In the method for the invention, extracting raw material can contact with wetting solvent earlier according to circumstances, uses microwave radiation processing again.Described wetting solvent can be any organic or inorganic liquid of extracting of conventionally being used to.Described wetting solvent species can be done suitably to adjust according to the kind of the kind of extracting raw material and desirable extraction composition.The preferred moistening solvent that is applicable to the inventive method is water, methyl alcohol, ethanol, ethyl acetate, normal hexane, nitric acid or its potpourri, and more preferably water, methyl alcohol, ethanol, normal hexane or nitric acid most preferably are water.Described wetting solvent can be identical or inequality with described extraction solvent.Extracting the weight ratio of raw material and described wetting solvent can do suitably to adjust according to the kind of the kind of extracting raw material and desirable extraction composition, and the preferred weight ratio that is applicable to the inventive method (extracts raw material: wetting solvent) for about 1: 0.2 to about 1: 5, its more preferably about 1: 0.5 to about 1: 4, most preferably be about 1: 1 to about 1: 3.

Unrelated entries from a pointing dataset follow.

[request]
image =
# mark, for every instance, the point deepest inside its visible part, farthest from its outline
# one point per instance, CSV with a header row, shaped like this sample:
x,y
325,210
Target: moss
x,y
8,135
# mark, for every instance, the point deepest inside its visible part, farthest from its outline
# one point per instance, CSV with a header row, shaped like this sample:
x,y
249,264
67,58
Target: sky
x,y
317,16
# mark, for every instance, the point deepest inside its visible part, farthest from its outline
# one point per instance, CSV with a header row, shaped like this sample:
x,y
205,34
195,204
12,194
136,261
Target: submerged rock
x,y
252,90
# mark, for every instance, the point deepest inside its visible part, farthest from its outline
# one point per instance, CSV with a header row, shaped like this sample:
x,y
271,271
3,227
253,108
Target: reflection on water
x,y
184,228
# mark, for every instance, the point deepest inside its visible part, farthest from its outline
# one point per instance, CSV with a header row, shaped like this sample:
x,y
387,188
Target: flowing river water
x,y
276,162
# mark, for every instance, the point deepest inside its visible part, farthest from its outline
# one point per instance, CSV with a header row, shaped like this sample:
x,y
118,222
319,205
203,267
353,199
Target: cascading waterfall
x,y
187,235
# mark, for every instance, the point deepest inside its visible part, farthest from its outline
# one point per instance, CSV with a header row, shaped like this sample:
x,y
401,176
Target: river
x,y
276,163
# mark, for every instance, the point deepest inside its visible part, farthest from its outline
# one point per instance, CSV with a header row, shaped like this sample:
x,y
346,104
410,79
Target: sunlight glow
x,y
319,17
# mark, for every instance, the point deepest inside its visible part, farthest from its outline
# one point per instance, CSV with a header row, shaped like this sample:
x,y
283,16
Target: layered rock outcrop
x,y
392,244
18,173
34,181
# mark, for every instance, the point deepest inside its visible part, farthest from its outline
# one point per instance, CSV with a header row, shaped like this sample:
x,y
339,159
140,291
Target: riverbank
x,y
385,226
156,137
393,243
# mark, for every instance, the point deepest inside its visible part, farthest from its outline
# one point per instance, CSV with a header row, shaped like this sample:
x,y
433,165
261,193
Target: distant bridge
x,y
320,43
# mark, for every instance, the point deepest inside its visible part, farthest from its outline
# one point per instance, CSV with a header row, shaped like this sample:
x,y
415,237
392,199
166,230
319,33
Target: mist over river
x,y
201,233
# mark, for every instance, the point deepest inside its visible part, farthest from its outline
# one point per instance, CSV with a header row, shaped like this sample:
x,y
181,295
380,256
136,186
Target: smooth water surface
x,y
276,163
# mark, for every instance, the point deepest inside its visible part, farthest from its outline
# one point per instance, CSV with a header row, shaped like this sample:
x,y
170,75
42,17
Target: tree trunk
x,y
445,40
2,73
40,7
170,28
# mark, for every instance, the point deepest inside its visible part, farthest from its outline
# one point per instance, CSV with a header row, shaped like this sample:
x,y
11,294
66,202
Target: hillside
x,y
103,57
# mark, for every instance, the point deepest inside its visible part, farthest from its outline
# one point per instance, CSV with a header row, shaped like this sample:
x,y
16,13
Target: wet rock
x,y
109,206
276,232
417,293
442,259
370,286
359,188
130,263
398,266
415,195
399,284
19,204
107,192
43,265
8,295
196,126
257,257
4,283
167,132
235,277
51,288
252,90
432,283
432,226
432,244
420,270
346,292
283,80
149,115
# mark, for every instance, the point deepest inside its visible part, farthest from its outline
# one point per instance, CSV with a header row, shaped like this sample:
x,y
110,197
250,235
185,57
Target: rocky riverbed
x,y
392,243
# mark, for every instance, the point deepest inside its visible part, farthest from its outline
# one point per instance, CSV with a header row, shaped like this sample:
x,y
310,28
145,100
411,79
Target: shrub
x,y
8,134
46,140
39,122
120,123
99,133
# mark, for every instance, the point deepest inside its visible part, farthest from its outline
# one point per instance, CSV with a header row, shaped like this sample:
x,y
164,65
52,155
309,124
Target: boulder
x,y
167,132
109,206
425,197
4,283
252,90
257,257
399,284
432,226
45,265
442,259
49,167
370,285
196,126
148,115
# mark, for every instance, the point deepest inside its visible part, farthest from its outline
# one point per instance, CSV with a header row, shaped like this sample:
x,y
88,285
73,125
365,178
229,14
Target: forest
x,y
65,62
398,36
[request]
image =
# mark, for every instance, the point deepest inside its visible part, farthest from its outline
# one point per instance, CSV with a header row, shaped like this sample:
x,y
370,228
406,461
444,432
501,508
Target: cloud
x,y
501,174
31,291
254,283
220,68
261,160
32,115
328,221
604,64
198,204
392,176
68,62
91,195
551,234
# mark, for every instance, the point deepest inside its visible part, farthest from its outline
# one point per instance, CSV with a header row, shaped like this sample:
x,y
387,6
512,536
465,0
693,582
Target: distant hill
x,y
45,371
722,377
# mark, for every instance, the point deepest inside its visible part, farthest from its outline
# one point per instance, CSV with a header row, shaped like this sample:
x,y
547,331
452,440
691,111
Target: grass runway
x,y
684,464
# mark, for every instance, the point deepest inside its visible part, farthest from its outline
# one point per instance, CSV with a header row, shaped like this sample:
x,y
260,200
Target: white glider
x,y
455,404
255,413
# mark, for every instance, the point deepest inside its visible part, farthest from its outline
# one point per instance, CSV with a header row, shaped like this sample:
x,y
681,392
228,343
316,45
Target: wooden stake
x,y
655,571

Extraction raw material in the extracting method of the present invention with extract solvent and contact after, can optionally combine with further lifting extraction ratio with various conventional extracting method, wherein said conventional extracting method includes, but is not limited to stir and extracts, heats extraction, soxhlet extraction, Extraction by Ultrasound, super critical extraction, enzyme extraction method, semi-bionic extraction or its combination.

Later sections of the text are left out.